Braz. J. Oral Sci. vol.12 no.3 Piracicaba Jul./Set. 2013

 

Original Article

 

Correlation of phospholipase and proteinase production of Candida with in vivo pathogenicity in Galleria mellonella

 

 

Rodnei Dennis RossoniI; Júnia Oliveira BarbosaI; Simone Furgeri Godinho VilelaI; Jéssica Diane dos SantosI; Antonio Olavo Cardoso JorgeI; Juliana Campos JunqueiraI

I Department of Biosciences and Oral Diagnosis, Institute of Science and Technology, UNESP - Univ Estadual Paulista, São José dos Campos, SP, Brazil

Correspondence

 

 


ABSTRACT

An essential factor to the virulence of the genus Candida is the ability to produce enzymes and this may be crucial in the establishment of fungal infections. AIM: This study investigated in vitro enzymatic activities of Candida species and their virulence in an in vivo Galleria mellonella experimental model. METHODS: Twenty-four clinical strains of Candida spp. isolated from the human oral cavity were evaluated, including the following species: C. albicans, C. dubliniensis, C. glabrata, C. tropicalis, C. krusei, C. parapsilosis, C. norvegensis, C. lusitaniae and C. guilliermondii. All Candida strains were tested in vitro for production of proteinase and phospholipase. The Candida strains were also injected into Galleria mellonella larvae to induce experimental candidiasis, and after 24 hours, the survival rate was assessed. RESULTS: Phospholipase and proteinase activity were observed in 100% of the C. albicans strains. In the non-albicans species, proteinase and phospholipase activity were observed in 25 and 43% of the studied strains, respectively. The most pathogenic Candida species in G. mellonella were C. albicans, C. dubliniensis and C. lusitaniae, whereas C. glabrata was the least virulent species. Furthermore, a positive significant correlation was found between both enzymatic activities with virulence in G. mellonella. CONCLUSION: The virulence of Candida strains in G. mellonella is related to the quantity of proteinases and phospholipases production of each strain.

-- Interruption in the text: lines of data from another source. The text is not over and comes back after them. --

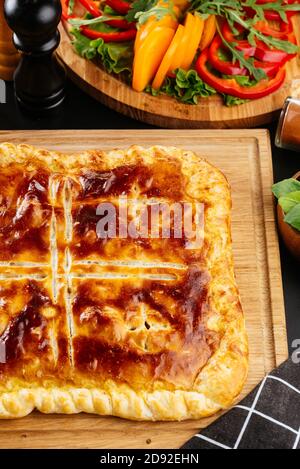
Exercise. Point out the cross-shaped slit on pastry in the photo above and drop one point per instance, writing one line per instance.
(108, 314)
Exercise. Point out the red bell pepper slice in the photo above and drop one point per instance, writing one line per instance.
(91, 8)
(120, 6)
(65, 10)
(231, 87)
(271, 15)
(121, 36)
(229, 68)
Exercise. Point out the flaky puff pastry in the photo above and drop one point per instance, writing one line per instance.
(147, 328)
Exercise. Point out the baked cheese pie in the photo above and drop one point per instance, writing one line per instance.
(101, 313)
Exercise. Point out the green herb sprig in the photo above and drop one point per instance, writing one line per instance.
(288, 194)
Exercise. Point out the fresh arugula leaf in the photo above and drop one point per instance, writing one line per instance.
(233, 100)
(243, 80)
(115, 57)
(142, 10)
(186, 87)
(285, 187)
(71, 7)
(139, 6)
(233, 11)
(293, 217)
(82, 45)
(289, 201)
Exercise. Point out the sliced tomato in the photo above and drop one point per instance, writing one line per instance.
(232, 87)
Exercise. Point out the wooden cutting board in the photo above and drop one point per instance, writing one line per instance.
(166, 112)
(245, 157)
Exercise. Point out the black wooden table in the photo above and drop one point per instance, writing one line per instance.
(82, 112)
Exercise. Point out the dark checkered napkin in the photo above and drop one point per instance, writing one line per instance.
(269, 418)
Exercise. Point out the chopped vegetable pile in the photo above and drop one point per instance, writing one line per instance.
(189, 49)
(288, 194)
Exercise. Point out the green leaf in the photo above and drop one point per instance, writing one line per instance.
(140, 6)
(71, 7)
(92, 22)
(293, 217)
(83, 46)
(288, 202)
(285, 187)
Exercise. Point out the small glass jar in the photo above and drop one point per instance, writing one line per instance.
(288, 131)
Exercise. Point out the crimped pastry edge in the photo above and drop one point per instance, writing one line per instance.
(217, 385)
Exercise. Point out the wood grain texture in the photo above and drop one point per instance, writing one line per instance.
(9, 57)
(245, 158)
(166, 112)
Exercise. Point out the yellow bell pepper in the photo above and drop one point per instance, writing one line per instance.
(149, 55)
(148, 27)
(182, 4)
(210, 29)
(179, 59)
(167, 60)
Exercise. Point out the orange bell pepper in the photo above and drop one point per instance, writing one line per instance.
(148, 27)
(167, 60)
(149, 55)
(210, 29)
(182, 4)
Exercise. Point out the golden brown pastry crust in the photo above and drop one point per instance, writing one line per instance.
(146, 330)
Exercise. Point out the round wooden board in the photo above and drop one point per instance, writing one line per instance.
(166, 112)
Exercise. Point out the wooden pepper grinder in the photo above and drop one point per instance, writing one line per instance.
(9, 57)
(39, 78)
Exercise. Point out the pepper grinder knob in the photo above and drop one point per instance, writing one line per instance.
(39, 79)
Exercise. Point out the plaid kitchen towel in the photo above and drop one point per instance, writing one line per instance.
(269, 418)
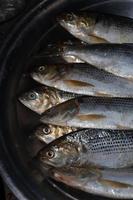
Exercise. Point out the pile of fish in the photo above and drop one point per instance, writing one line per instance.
(85, 105)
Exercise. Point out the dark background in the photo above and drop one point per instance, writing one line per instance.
(10, 13)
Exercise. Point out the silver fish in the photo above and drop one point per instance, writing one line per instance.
(114, 58)
(98, 28)
(48, 133)
(42, 98)
(92, 112)
(83, 79)
(96, 182)
(90, 147)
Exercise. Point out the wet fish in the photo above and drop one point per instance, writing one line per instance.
(116, 184)
(90, 147)
(97, 27)
(83, 79)
(53, 53)
(47, 133)
(42, 98)
(114, 58)
(92, 112)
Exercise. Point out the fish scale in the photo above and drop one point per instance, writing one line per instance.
(83, 79)
(91, 147)
(92, 112)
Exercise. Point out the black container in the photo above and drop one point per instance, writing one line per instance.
(17, 147)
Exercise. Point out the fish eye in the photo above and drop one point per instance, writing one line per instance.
(32, 96)
(46, 130)
(70, 17)
(41, 68)
(50, 154)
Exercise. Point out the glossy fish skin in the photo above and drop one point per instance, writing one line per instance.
(42, 98)
(96, 182)
(103, 27)
(84, 79)
(90, 147)
(92, 112)
(48, 133)
(114, 58)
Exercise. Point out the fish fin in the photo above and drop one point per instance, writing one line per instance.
(75, 83)
(98, 39)
(114, 184)
(91, 117)
(122, 127)
(102, 94)
(95, 39)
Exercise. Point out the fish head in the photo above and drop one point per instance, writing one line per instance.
(37, 100)
(77, 24)
(61, 113)
(48, 133)
(59, 153)
(45, 74)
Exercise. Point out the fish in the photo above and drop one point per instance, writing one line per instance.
(97, 27)
(90, 147)
(92, 112)
(53, 53)
(83, 79)
(41, 98)
(116, 184)
(114, 58)
(48, 133)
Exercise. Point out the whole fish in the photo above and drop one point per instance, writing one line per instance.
(90, 147)
(92, 112)
(97, 27)
(47, 133)
(83, 79)
(114, 58)
(42, 98)
(98, 181)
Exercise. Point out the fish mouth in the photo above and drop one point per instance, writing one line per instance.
(34, 76)
(23, 101)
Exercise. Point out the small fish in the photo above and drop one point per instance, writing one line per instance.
(114, 58)
(97, 27)
(90, 147)
(83, 79)
(53, 53)
(42, 98)
(47, 133)
(98, 182)
(92, 112)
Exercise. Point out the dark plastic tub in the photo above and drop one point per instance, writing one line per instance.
(17, 146)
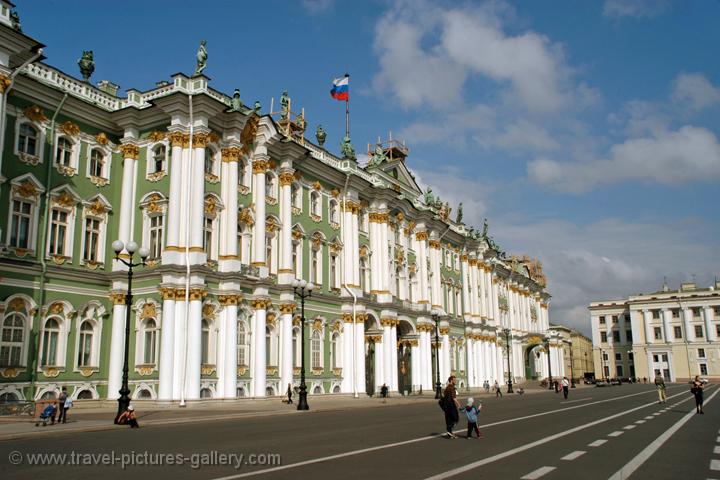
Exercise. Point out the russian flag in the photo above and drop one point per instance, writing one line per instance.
(340, 90)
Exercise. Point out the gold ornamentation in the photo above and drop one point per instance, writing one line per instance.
(101, 138)
(179, 139)
(69, 128)
(128, 150)
(35, 113)
(286, 179)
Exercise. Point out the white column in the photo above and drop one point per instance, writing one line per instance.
(285, 269)
(194, 347)
(710, 331)
(286, 366)
(258, 367)
(260, 166)
(117, 347)
(230, 350)
(167, 348)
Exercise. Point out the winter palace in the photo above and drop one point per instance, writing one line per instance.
(233, 203)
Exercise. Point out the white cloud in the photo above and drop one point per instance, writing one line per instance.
(671, 157)
(611, 258)
(695, 92)
(634, 8)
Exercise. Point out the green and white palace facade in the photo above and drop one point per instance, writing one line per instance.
(234, 204)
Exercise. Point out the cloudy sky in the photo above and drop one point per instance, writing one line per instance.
(586, 132)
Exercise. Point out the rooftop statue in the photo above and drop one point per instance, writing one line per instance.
(347, 149)
(284, 105)
(15, 21)
(320, 135)
(236, 104)
(201, 58)
(87, 65)
(429, 198)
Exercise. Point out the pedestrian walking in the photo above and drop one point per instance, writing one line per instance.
(471, 411)
(450, 406)
(61, 406)
(660, 385)
(128, 418)
(697, 390)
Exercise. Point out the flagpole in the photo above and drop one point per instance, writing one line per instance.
(347, 112)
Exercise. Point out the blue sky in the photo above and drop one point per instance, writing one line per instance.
(586, 132)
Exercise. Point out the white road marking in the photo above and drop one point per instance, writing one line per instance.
(422, 439)
(538, 473)
(573, 455)
(653, 447)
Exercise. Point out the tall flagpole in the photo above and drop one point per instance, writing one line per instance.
(347, 110)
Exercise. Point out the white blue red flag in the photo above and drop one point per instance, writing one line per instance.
(341, 90)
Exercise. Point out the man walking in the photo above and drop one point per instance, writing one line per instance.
(566, 386)
(660, 385)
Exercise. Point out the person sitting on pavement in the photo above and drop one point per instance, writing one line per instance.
(128, 418)
(48, 413)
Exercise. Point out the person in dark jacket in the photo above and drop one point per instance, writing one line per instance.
(451, 407)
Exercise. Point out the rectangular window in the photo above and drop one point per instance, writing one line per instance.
(699, 331)
(92, 239)
(156, 234)
(20, 225)
(58, 231)
(658, 333)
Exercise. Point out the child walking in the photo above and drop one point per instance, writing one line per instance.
(472, 412)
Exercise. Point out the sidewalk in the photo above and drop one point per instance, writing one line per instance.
(96, 419)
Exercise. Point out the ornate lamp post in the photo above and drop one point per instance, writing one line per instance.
(438, 386)
(131, 248)
(550, 387)
(506, 331)
(302, 290)
(572, 376)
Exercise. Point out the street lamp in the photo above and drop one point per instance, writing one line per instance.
(550, 387)
(131, 248)
(572, 376)
(438, 386)
(506, 331)
(300, 287)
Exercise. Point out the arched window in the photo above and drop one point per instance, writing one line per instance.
(51, 337)
(242, 344)
(159, 154)
(334, 354)
(316, 350)
(315, 204)
(27, 140)
(85, 344)
(149, 341)
(205, 352)
(97, 162)
(63, 155)
(11, 340)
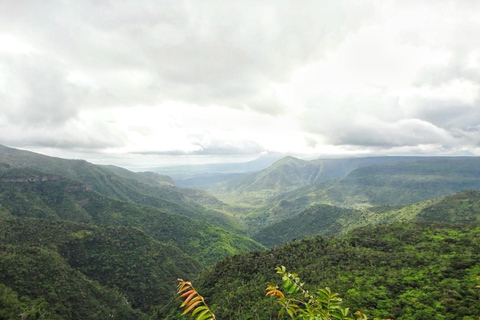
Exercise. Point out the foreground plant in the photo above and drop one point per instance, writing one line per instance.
(193, 302)
(321, 305)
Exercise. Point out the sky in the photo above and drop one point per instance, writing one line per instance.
(151, 83)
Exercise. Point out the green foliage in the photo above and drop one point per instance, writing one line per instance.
(141, 188)
(193, 302)
(67, 200)
(38, 283)
(463, 207)
(126, 259)
(406, 271)
(321, 305)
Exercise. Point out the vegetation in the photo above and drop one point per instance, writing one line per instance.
(140, 268)
(60, 198)
(322, 304)
(327, 220)
(402, 271)
(93, 242)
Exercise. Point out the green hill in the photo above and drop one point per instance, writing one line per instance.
(288, 174)
(402, 271)
(124, 258)
(142, 188)
(327, 220)
(317, 220)
(30, 193)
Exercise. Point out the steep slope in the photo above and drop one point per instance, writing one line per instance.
(462, 207)
(317, 220)
(394, 184)
(289, 174)
(114, 182)
(401, 271)
(125, 258)
(30, 193)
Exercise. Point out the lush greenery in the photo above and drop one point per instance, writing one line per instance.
(401, 271)
(322, 304)
(462, 207)
(141, 188)
(126, 259)
(53, 197)
(93, 242)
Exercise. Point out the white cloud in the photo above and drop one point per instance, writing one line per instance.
(216, 77)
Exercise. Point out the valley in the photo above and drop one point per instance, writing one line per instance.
(380, 230)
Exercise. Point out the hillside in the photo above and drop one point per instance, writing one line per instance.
(327, 220)
(377, 185)
(402, 271)
(288, 174)
(317, 220)
(83, 271)
(30, 193)
(114, 182)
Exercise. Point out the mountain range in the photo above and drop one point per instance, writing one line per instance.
(123, 237)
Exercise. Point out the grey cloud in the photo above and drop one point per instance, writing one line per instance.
(36, 92)
(215, 148)
(209, 52)
(71, 135)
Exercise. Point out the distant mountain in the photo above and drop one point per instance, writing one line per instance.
(402, 271)
(393, 184)
(327, 220)
(317, 220)
(31, 193)
(289, 174)
(63, 257)
(146, 188)
(184, 172)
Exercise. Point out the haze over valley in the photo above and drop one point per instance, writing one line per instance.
(263, 159)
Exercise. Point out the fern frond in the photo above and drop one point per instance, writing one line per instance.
(194, 301)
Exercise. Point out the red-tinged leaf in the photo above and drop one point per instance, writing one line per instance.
(197, 310)
(191, 307)
(204, 315)
(187, 293)
(184, 287)
(197, 298)
(193, 294)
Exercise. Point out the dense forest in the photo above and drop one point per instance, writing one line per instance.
(396, 237)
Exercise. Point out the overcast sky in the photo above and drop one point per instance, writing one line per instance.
(140, 83)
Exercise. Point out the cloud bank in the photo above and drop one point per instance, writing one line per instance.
(241, 78)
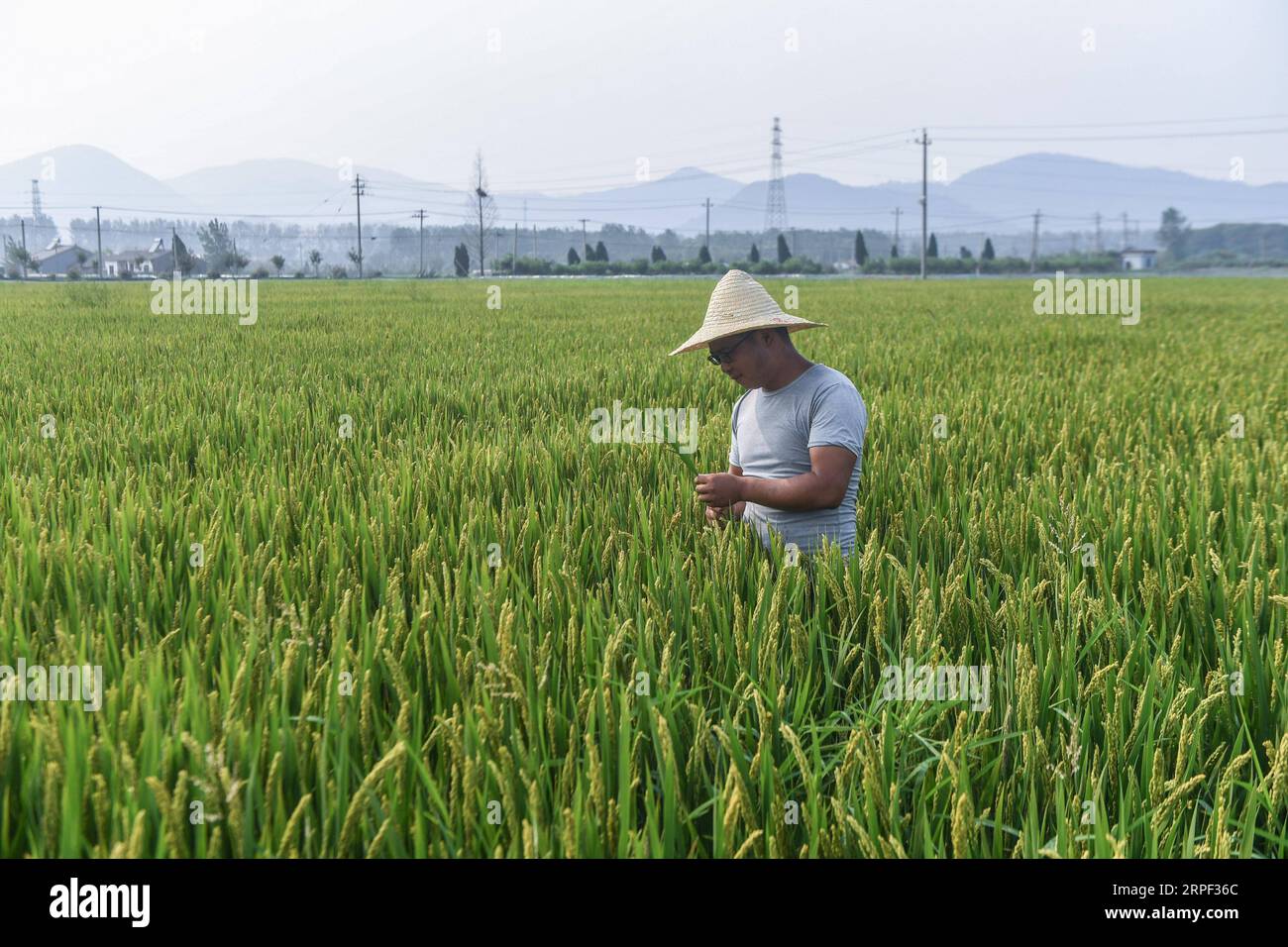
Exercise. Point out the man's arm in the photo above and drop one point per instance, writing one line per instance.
(823, 487)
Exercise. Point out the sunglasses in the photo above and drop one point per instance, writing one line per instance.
(725, 356)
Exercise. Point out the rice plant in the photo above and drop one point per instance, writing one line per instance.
(361, 583)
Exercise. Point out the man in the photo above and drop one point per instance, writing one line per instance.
(798, 432)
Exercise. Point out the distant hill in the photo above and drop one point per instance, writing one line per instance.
(818, 202)
(1070, 189)
(78, 176)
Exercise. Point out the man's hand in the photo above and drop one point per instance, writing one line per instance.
(719, 489)
(715, 514)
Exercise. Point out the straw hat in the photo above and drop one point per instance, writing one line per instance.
(741, 304)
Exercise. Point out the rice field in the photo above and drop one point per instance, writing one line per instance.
(361, 583)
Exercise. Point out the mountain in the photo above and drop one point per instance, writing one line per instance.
(818, 202)
(76, 176)
(652, 205)
(997, 198)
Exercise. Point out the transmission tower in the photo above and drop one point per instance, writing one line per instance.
(776, 202)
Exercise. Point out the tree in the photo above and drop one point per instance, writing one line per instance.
(1173, 232)
(183, 261)
(482, 206)
(861, 250)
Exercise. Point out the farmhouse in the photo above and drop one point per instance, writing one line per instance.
(1138, 260)
(155, 260)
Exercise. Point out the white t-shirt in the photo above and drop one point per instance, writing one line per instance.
(772, 436)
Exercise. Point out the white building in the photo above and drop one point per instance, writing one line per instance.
(1138, 260)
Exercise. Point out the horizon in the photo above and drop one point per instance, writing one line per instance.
(416, 91)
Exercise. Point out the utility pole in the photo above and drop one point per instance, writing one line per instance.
(925, 144)
(420, 215)
(1033, 254)
(98, 228)
(359, 189)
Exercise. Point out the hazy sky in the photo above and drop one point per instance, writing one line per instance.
(568, 95)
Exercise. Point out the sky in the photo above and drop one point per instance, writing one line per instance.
(575, 95)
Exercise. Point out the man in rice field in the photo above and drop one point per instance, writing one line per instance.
(798, 432)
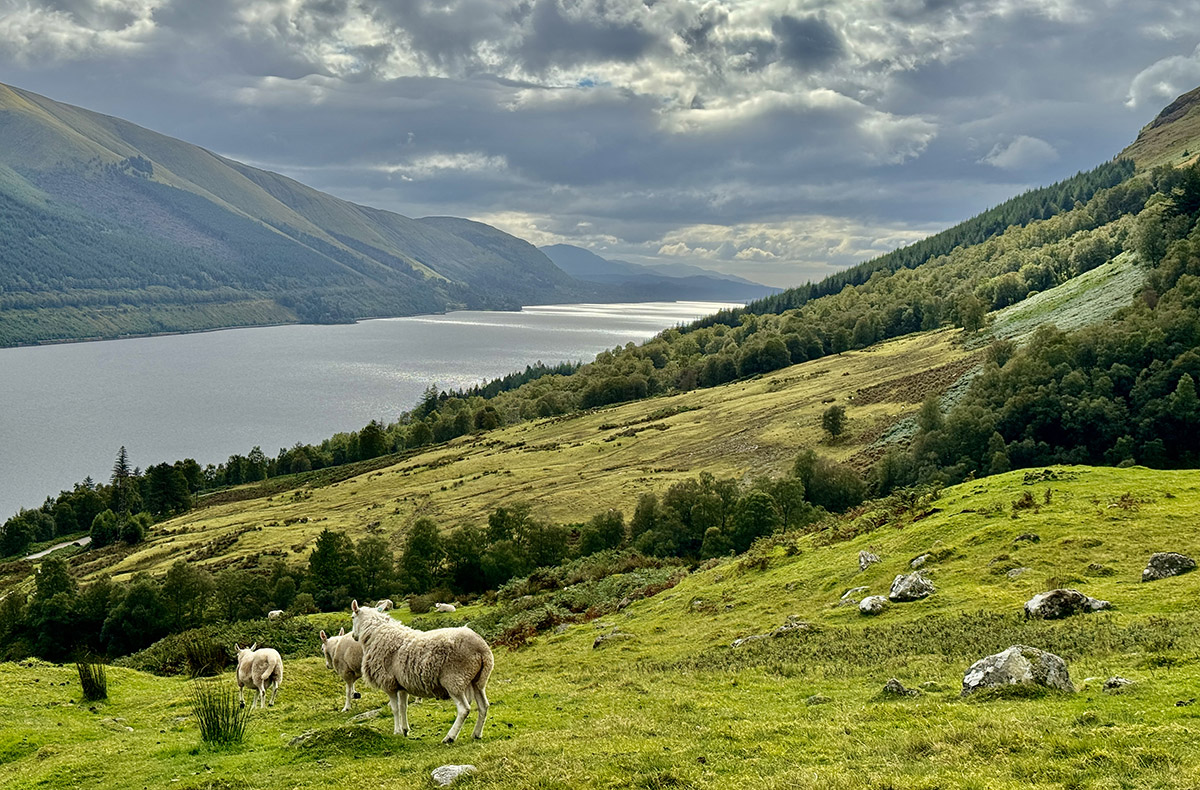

Keywords: Candida, virulence factors, invertebrates.


 

 

Introduction

As the most common yeasts in humans, Candida spp. are responsible for most fungal diseases. Therefore, understanding the mechanisms by which these microorganisms colonize and cause disease in humans is a great challenge for planning and establishing treatments1. Candida species have many virulence factors, which in the presence of local and systemic host failures may result in their transition from commensal to pathogenic organisms.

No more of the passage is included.